I had one day to spend in Hanoi and so the next morning I rose early and leapt onto the back of a motorbike taxi. I soon found myself immersed in traffic, there were vehicles everywhere, all of which my driver ignored as he forged his own path through oncoming traffic on multiple occasions.
Look at all that traffic. At 7:00am. it can only get worse
I amused myself by closing my eyes and seeing how many times I could recite the Hail Mary.
Only slightly ruffled I arrived in the Old Quarter – a shopping district. I walked around for a bit, bought clothes (I only brought the clothes I was wearing and my suit for the wedding), a cheap arse watch, and some souvenirs for the family. It was a great day really, when I got thirsty I bought cheap beer, when I got hungry I bought cheap food.
My first meal. Its crab. Ot cost less than five dollars and it was awesome. I have since eaten eel, goat, duck, frog and a variety of other animals. While I couldn't find dog or rat I was able to find Shitted shredded meat (see below menu - last entry)Only slightly ruffled I arrived in the Old Quarter – a shopping district. I walked around for a bit, bought clothes (I only brought the clothes I was wearing and my suit for the wedding), a cheap arse watch, and some souvenirs for the family. It was a great day really, when I got thirsty I bought cheap beer, when I got hungry I bought cheap food.

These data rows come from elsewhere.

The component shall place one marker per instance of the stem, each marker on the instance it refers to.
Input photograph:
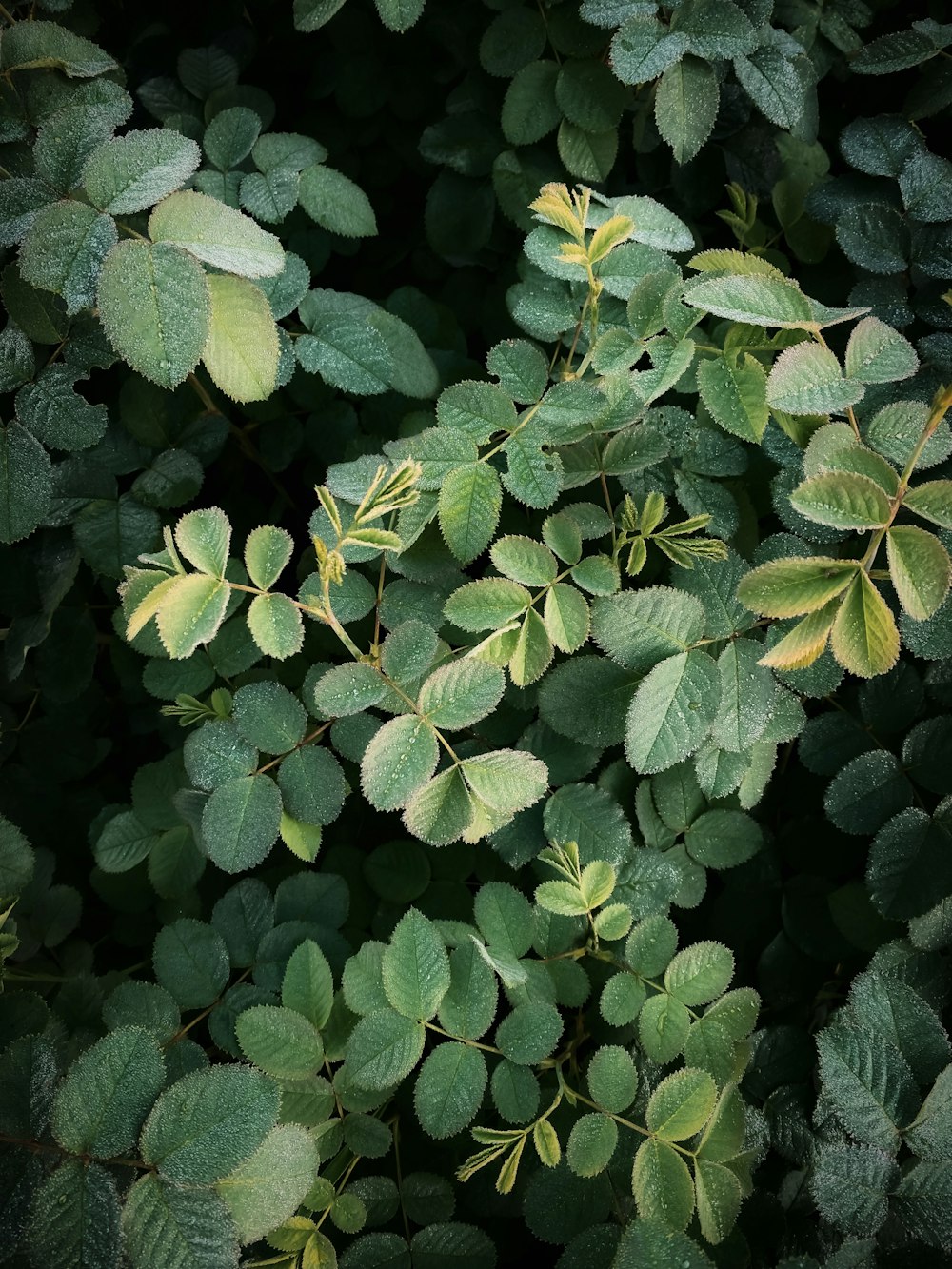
(626, 1123)
(942, 403)
(41, 1147)
(307, 740)
(472, 1043)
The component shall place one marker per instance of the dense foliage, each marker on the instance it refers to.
(476, 498)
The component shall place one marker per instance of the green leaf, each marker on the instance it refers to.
(909, 864)
(566, 617)
(242, 354)
(506, 780)
(844, 500)
(461, 693)
(929, 1135)
(529, 107)
(26, 483)
(876, 353)
(348, 353)
(775, 84)
(307, 986)
(37, 45)
(700, 974)
(170, 1225)
(476, 408)
(190, 961)
(468, 1006)
(282, 1042)
(662, 1185)
(269, 1187)
(529, 1033)
(592, 1143)
(155, 307)
(613, 1078)
(864, 639)
(643, 627)
(399, 14)
(868, 1084)
(933, 502)
(525, 560)
(276, 625)
(470, 499)
(685, 106)
(795, 585)
(415, 967)
(807, 378)
(384, 1048)
(643, 49)
(399, 761)
(311, 14)
(217, 233)
(760, 301)
(131, 172)
(190, 613)
(76, 1218)
(851, 1185)
(348, 689)
(65, 248)
(442, 810)
(723, 839)
(681, 1104)
(335, 202)
(672, 711)
(521, 368)
(664, 1024)
(735, 395)
(208, 1123)
(532, 652)
(719, 1196)
(449, 1089)
(124, 843)
(240, 823)
(920, 570)
(107, 1094)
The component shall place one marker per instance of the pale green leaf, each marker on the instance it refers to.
(131, 172)
(269, 1187)
(864, 639)
(807, 378)
(399, 761)
(795, 585)
(681, 1104)
(217, 233)
(449, 1089)
(734, 392)
(672, 711)
(876, 353)
(415, 967)
(155, 307)
(685, 106)
(282, 1042)
(65, 248)
(242, 353)
(190, 613)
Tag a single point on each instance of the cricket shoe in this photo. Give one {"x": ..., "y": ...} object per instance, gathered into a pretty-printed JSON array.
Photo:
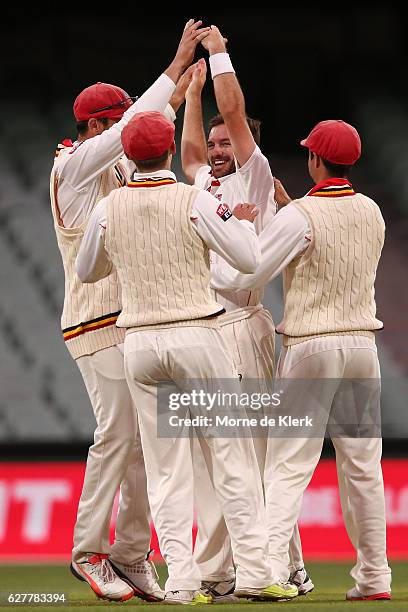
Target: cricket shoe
[
  {"x": 220, "y": 592},
  {"x": 302, "y": 581},
  {"x": 98, "y": 573},
  {"x": 355, "y": 595},
  {"x": 279, "y": 591},
  {"x": 187, "y": 598},
  {"x": 142, "y": 577}
]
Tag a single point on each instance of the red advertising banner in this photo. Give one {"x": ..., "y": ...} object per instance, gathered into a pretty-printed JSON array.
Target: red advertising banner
[{"x": 38, "y": 503}]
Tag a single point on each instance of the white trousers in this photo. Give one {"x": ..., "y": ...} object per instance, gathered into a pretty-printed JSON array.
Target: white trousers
[
  {"x": 291, "y": 461},
  {"x": 181, "y": 353},
  {"x": 251, "y": 342},
  {"x": 115, "y": 459}
]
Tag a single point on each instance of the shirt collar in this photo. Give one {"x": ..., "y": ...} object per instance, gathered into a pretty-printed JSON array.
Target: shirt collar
[
  {"x": 332, "y": 188},
  {"x": 159, "y": 178},
  {"x": 157, "y": 175}
]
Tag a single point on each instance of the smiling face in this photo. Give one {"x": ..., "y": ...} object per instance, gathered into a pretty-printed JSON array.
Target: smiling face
[{"x": 219, "y": 151}]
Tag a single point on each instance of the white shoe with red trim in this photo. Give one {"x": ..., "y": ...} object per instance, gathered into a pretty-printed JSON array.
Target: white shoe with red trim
[
  {"x": 98, "y": 573},
  {"x": 355, "y": 595},
  {"x": 142, "y": 577}
]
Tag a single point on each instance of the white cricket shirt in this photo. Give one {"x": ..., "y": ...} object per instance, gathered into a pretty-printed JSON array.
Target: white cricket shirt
[
  {"x": 235, "y": 241},
  {"x": 79, "y": 170},
  {"x": 251, "y": 183}
]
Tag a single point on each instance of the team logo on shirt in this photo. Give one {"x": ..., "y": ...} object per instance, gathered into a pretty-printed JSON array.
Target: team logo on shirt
[{"x": 224, "y": 212}]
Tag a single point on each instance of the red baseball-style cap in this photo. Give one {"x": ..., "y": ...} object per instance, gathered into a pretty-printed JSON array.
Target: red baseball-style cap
[
  {"x": 147, "y": 135},
  {"x": 334, "y": 140},
  {"x": 101, "y": 100}
]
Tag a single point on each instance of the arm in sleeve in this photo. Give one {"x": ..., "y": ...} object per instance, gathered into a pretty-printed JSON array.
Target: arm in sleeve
[
  {"x": 236, "y": 241},
  {"x": 257, "y": 180},
  {"x": 93, "y": 262},
  {"x": 95, "y": 155},
  {"x": 285, "y": 237}
]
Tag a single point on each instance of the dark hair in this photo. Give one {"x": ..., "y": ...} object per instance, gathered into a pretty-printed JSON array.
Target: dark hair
[
  {"x": 82, "y": 126},
  {"x": 334, "y": 170},
  {"x": 155, "y": 163},
  {"x": 253, "y": 124}
]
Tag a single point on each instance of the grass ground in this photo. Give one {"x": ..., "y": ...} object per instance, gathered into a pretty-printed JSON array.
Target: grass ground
[{"x": 331, "y": 582}]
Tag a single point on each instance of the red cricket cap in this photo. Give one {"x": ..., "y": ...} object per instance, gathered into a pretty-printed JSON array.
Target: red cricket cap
[
  {"x": 147, "y": 135},
  {"x": 101, "y": 100},
  {"x": 334, "y": 140}
]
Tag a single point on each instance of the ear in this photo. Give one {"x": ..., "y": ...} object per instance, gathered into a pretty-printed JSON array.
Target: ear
[{"x": 92, "y": 124}]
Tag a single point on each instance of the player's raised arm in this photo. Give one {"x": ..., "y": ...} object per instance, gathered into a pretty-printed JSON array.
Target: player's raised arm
[
  {"x": 193, "y": 141},
  {"x": 229, "y": 96},
  {"x": 236, "y": 241}
]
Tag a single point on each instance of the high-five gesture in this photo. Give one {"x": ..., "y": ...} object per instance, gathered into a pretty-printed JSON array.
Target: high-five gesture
[
  {"x": 214, "y": 42},
  {"x": 192, "y": 35}
]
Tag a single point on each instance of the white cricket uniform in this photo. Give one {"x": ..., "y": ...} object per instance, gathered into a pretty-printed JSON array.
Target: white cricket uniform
[
  {"x": 187, "y": 352},
  {"x": 115, "y": 459},
  {"x": 361, "y": 489},
  {"x": 249, "y": 333}
]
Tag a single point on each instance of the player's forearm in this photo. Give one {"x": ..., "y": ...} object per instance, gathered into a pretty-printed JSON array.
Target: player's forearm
[
  {"x": 193, "y": 142},
  {"x": 229, "y": 97}
]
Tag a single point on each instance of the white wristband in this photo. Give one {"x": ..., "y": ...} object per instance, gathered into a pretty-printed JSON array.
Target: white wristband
[{"x": 220, "y": 63}]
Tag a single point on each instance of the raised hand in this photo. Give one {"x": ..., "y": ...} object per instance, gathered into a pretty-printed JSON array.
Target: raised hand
[
  {"x": 199, "y": 76},
  {"x": 192, "y": 35},
  {"x": 214, "y": 42},
  {"x": 281, "y": 196}
]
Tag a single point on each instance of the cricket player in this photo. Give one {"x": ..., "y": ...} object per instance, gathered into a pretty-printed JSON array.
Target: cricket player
[
  {"x": 83, "y": 173},
  {"x": 328, "y": 245},
  {"x": 238, "y": 172},
  {"x": 157, "y": 234}
]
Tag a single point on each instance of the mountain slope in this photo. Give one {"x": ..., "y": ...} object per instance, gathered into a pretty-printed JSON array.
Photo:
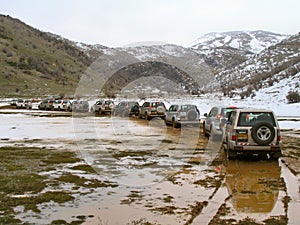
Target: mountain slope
[
  {"x": 226, "y": 50},
  {"x": 276, "y": 63},
  {"x": 37, "y": 63}
]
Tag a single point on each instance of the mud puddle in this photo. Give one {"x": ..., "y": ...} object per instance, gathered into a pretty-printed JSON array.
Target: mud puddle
[{"x": 130, "y": 171}]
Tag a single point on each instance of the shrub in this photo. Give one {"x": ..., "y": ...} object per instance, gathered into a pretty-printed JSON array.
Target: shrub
[{"x": 293, "y": 97}]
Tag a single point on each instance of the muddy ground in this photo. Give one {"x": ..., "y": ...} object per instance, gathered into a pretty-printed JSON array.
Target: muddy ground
[{"x": 59, "y": 168}]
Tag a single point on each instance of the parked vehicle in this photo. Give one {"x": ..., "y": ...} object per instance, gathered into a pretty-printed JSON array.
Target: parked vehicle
[
  {"x": 253, "y": 132},
  {"x": 80, "y": 106},
  {"x": 46, "y": 105},
  {"x": 62, "y": 105},
  {"x": 14, "y": 101},
  {"x": 215, "y": 121},
  {"x": 126, "y": 108},
  {"x": 180, "y": 114},
  {"x": 23, "y": 104},
  {"x": 152, "y": 109},
  {"x": 103, "y": 106}
]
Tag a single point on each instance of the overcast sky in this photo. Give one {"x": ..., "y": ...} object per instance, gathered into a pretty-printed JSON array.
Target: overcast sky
[{"x": 120, "y": 22}]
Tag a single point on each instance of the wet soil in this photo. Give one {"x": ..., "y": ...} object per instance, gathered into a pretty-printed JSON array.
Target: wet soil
[{"x": 111, "y": 170}]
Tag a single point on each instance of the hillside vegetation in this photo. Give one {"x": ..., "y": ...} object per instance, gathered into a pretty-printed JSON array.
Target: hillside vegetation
[{"x": 35, "y": 63}]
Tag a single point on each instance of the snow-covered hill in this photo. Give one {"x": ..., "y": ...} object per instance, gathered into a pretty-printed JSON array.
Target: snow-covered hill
[
  {"x": 248, "y": 42},
  {"x": 223, "y": 51},
  {"x": 270, "y": 66}
]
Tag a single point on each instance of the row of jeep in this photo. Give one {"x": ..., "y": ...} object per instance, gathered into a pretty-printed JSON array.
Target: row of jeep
[{"x": 243, "y": 131}]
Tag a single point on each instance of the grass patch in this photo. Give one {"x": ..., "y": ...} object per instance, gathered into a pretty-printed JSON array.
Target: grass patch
[
  {"x": 84, "y": 167},
  {"x": 21, "y": 182},
  {"x": 83, "y": 182}
]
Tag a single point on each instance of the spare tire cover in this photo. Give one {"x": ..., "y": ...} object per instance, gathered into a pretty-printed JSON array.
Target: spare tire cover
[
  {"x": 160, "y": 109},
  {"x": 263, "y": 133},
  {"x": 192, "y": 115}
]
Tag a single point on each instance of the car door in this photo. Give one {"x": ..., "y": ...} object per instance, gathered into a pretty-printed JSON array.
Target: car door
[
  {"x": 170, "y": 113},
  {"x": 209, "y": 119}
]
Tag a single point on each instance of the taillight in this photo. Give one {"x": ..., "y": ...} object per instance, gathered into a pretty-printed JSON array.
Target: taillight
[
  {"x": 278, "y": 135},
  {"x": 233, "y": 136}
]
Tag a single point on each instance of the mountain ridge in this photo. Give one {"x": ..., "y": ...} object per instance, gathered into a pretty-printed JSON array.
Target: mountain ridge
[{"x": 36, "y": 62}]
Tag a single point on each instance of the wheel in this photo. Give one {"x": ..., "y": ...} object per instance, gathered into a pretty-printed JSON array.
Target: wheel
[
  {"x": 192, "y": 115},
  {"x": 276, "y": 155},
  {"x": 231, "y": 155},
  {"x": 160, "y": 109},
  {"x": 174, "y": 124},
  {"x": 263, "y": 133},
  {"x": 204, "y": 131}
]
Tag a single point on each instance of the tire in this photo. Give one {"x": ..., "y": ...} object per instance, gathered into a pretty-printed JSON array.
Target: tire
[
  {"x": 263, "y": 133},
  {"x": 192, "y": 115},
  {"x": 204, "y": 131},
  {"x": 276, "y": 155},
  {"x": 231, "y": 155},
  {"x": 160, "y": 109},
  {"x": 174, "y": 124}
]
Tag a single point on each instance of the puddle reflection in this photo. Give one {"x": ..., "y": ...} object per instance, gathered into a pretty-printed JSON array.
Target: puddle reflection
[{"x": 253, "y": 185}]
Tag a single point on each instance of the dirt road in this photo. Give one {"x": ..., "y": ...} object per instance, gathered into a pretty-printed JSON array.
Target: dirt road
[{"x": 111, "y": 170}]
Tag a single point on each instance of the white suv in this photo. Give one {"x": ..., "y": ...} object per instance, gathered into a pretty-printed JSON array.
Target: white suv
[
  {"x": 180, "y": 114},
  {"x": 252, "y": 132}
]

After dinner I did some touristy stuff
Me being touristy. I felt I should take a photo of the statue, although I don't know what he did.
and then sat and watched the locals play some sport after work. There was Badminton, a shuttlecock game using you feet and even breakdancers.
Shuttlecock, on the street
Look! Breakdancers. How funny.
Those bastards. I eventually retired at a place called LePub, mostly attended by foreigners. I met many an Aussie whilst I drank beer (they sold Coopers!!!!!)
If you look real close the top two entries in the right column on this menu are Coopers Sparkling and Coopers Pale Ales.
and true to my traveling form ended up spending most of the night with the owner, an agreeable Englishman. I also met the owner of a local Indian restaurant (but I had no reason to visit an Indian restaurant in Vietnam), and an Aussie with a huge set of hooters.
Speaking of Aussies in Vietnam - look what I found.
She delighted in recounting tales of how her oversized anatomy caused near traffic accidents whilst traveling around southeast asia. This eventful day ended by a return motorbike taxi ride home, unfortunately my backpack was open and I lost all the clothes I bought.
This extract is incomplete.